IAEA inspectors return to the Agency’s headquarters in Vienna, Austria with samples containing dust particles that they have collected at nuclear facilities. These samples, in the form of cotton swipes, allow the analysis of traces of nuclear materials that can reveal information about the current and past activities at a nuclear facility and verify whether a state is abiding by its legal commitment not to divert nuclear material from peaceful activities or engage in non-declared nuclear activities.

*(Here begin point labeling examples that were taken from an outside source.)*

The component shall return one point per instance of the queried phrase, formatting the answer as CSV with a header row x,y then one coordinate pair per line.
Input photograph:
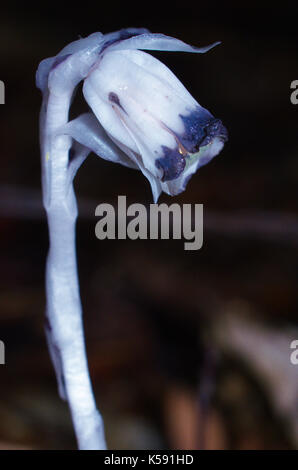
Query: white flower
x,y
142,116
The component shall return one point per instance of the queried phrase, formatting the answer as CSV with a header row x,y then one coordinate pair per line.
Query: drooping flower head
x,y
141,114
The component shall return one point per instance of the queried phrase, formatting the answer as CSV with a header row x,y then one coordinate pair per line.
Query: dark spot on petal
x,y
172,164
200,129
186,180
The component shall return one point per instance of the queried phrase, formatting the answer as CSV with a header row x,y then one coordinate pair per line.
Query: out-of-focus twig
x,y
25,203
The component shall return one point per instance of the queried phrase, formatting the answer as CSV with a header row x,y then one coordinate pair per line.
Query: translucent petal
x,y
159,42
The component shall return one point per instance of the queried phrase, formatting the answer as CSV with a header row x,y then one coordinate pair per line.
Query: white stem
x,y
64,312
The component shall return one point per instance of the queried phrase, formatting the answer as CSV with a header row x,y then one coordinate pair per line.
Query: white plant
x,y
142,117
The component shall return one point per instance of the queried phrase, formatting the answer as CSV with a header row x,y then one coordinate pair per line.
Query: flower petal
x,y
159,42
193,163
88,132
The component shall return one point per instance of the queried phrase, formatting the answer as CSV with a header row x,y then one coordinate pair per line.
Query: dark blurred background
x,y
187,350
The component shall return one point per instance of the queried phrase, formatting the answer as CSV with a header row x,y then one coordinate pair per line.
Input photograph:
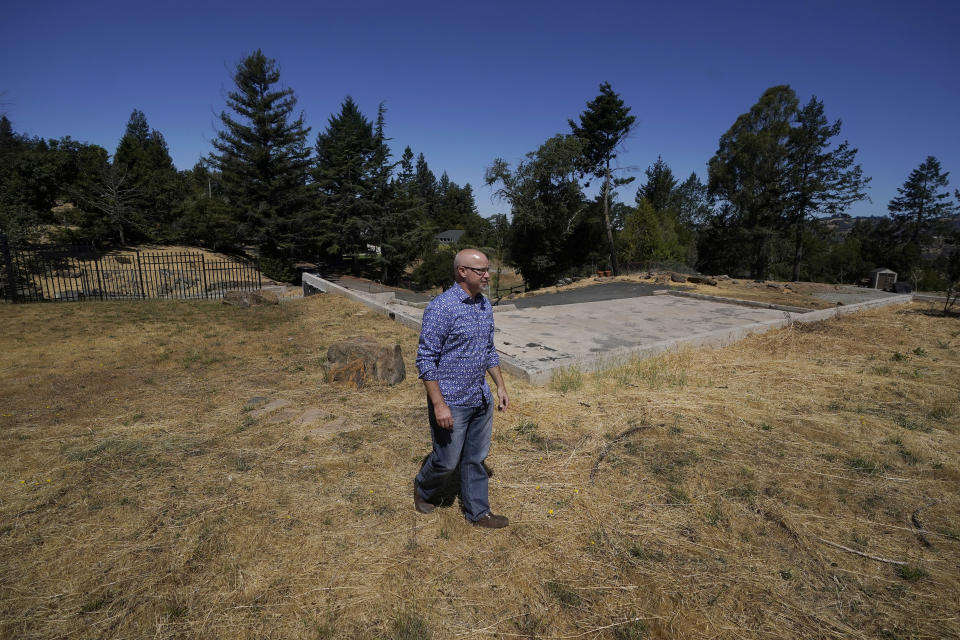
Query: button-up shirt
x,y
456,346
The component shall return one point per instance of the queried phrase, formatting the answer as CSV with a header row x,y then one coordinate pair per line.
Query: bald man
x,y
454,355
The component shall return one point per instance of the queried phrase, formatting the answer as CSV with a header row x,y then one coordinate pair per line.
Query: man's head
x,y
471,270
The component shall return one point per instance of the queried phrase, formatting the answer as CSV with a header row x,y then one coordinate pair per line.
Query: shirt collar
x,y
464,296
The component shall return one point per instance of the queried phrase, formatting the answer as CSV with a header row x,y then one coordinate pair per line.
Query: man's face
x,y
475,271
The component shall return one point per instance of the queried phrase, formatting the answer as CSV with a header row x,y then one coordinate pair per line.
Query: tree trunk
x,y
606,218
798,250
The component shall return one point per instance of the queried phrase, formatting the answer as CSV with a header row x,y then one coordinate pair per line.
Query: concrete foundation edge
x,y
384,303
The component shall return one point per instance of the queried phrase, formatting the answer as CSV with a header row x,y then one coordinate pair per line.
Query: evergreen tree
x,y
346,174
821,180
603,127
921,199
144,159
262,158
108,197
642,237
694,204
204,215
660,189
404,233
426,188
749,173
549,210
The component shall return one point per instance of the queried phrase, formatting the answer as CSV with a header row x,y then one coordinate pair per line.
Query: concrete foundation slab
x,y
535,342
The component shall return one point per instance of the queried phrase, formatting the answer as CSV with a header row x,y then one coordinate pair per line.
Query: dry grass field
x,y
764,490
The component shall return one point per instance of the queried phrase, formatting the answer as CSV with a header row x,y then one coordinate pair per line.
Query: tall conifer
x,y
262,156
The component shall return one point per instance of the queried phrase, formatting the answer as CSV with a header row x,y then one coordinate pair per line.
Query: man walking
x,y
455,353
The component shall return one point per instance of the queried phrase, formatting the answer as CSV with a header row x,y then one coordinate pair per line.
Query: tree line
x,y
344,199
779,181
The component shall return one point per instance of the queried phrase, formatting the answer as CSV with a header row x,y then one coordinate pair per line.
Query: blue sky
x,y
465,83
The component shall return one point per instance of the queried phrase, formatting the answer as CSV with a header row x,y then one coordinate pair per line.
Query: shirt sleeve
x,y
493,358
433,332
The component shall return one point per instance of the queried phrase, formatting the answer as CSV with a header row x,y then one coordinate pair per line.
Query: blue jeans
x,y
466,445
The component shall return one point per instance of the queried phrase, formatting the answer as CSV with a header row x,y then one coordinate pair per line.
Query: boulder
x,y
382,362
351,374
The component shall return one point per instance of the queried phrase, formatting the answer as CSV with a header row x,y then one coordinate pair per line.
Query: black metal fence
x,y
39,273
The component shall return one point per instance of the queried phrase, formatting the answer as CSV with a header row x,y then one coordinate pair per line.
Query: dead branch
x,y
610,445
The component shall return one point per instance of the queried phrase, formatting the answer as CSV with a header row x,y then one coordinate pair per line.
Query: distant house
x,y
450,236
883,278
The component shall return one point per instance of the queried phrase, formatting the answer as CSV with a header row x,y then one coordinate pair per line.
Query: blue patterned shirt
x,y
456,347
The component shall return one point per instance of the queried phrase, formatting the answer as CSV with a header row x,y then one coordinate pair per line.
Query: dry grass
x,y
794,294
140,499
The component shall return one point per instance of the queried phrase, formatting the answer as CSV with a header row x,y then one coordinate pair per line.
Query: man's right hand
x,y
441,412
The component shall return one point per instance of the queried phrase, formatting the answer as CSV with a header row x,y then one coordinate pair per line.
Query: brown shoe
x,y
419,503
491,521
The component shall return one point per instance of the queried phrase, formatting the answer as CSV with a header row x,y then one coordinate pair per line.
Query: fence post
x,y
8,263
143,292
203,275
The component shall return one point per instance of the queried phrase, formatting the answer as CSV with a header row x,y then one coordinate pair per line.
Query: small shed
x,y
450,236
883,278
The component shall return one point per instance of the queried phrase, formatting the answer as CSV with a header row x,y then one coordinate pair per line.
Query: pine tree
x,y
603,127
749,173
548,230
345,173
262,157
921,199
426,189
143,158
821,180
660,189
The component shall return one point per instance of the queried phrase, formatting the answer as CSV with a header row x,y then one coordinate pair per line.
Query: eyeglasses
x,y
477,270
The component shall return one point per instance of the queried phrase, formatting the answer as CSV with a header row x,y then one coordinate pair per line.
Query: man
x,y
455,353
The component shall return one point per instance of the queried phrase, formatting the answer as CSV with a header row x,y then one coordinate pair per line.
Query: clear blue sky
x,y
467,82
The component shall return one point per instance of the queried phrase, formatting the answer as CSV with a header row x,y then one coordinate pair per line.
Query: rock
x,y
237,298
351,374
266,297
255,402
270,408
381,362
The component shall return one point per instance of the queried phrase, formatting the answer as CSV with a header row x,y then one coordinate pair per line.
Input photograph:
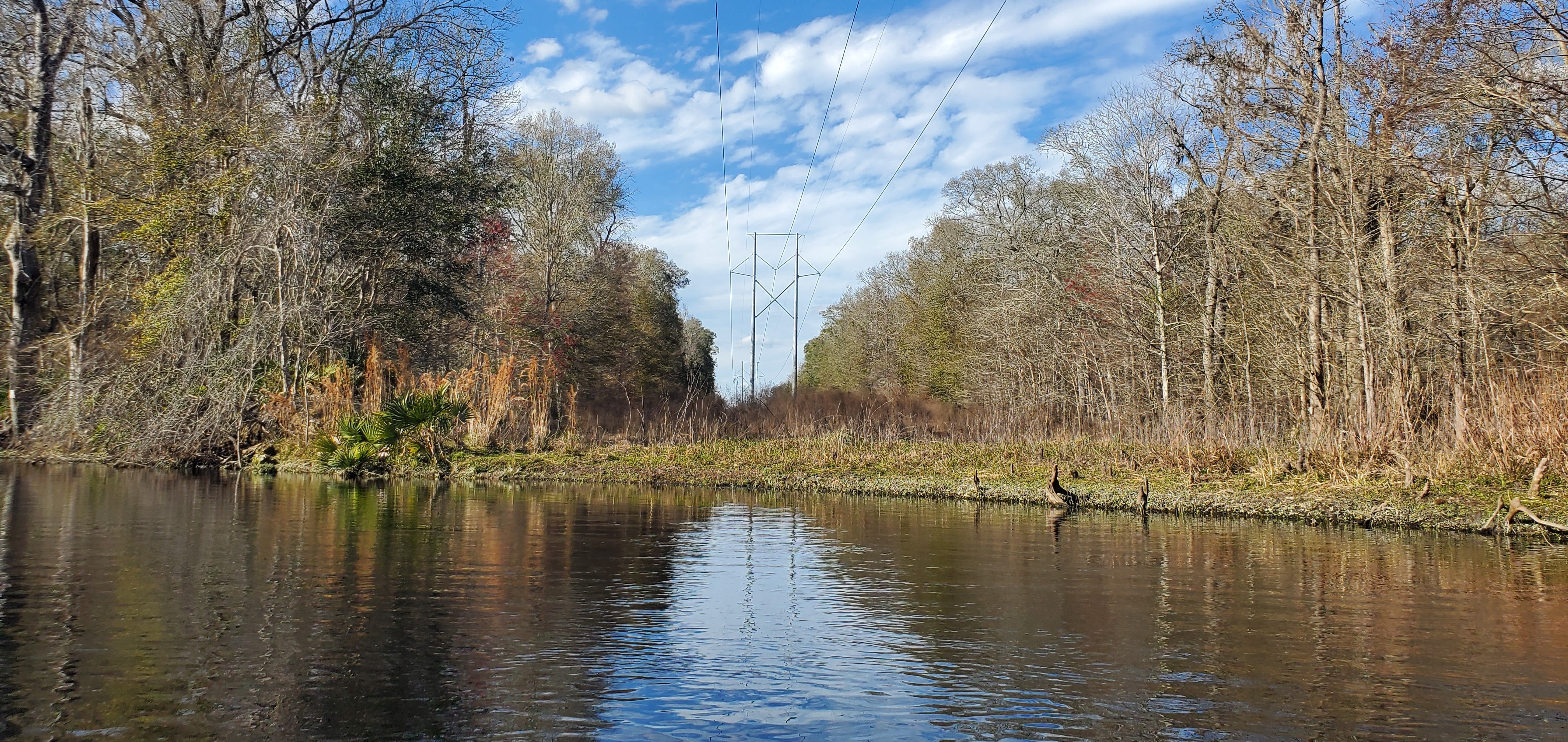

The analysis is carried out at the Environmental Sample Laboratory, also known as the “clean lab”, in Seibersdorf, south of Vienna, Austria. This laboratory operates highly sophisticated equipment that can remove and analyse individual particles from the dust samples on the swipe. The elements that are of primary interest to the IAEA are uranium and plutonium. These can be used for peaceful purposes, for example energy production, but also for non-peaceful purposes.

At the laboratory the experts are analysing the amounts of fissile isotopes (U-235 and Pu-239) in the uranium and plutonium samples. Sample analysis helps the IAEA to verify the non-diversion of nuclear material from peaceful nuclear activities and the absence of undeclared nuclear material and activities.